Carsen Edwards' driving bucket out of a timeout — on a day in which he was 4-of-24 from the field — then put Purdue ahead one.

After Romeo Langford tied the game at the foul line, but missed the back end to give Indiana the lead back, Edwards missed a jumper, but Haarms reached over Juwan Morgan to bat the rebound in off the glass, much to the dismay of a crowd that's now seen IU lose a series of heartbreakers at home lately during this season gone terribly awry.

Haarms says his intent was to score on the putback, as opposed to simply keeping it alive, and he did just that, one of a few bounces that went Purdue's way.

"We found a way," Matt Painter said, "but part of finding your way is getting some breaks, and we got some breaks, too."

Including on the last play, Painter said, when Purdue survived a defensive breakdown that allowed Juwan Morgan an open three to win it.

It was short.

And Purdue celebrated, winning ugly, as ugly as it comes, actually, in a game in which all the game's biggest names labored.

Morgan led an offensive rebounding effort that nearly won the game for Indiana — fitting then that Purdue won on one — but was only 3-of-14 from the floor; Langford scored 14 points, but got off just six shots, none in the second half, when all his points came on free throws.
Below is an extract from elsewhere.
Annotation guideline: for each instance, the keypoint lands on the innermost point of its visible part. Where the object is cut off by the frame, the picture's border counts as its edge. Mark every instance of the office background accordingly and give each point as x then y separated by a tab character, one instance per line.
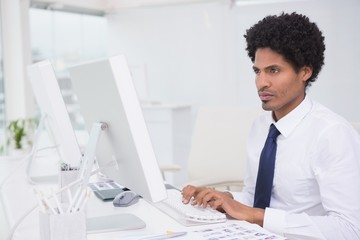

And Edwards, the Purdue All-American, didn't make a jumper, finishing 0-of-10 from three-point range amidst his 4-of-24 shooting. To his credit, though, he came up with two important field goals late in the game, but beyond that, it was rough.

"A lot of people talk about Carsen and he's one of the best players, if not the best player, in the country," said Cline, who scored a team-high 11 points. "People don't realize we have a lot of weapons around him and that's the reason we're playing so well. Obviously tonight it spoke for itself."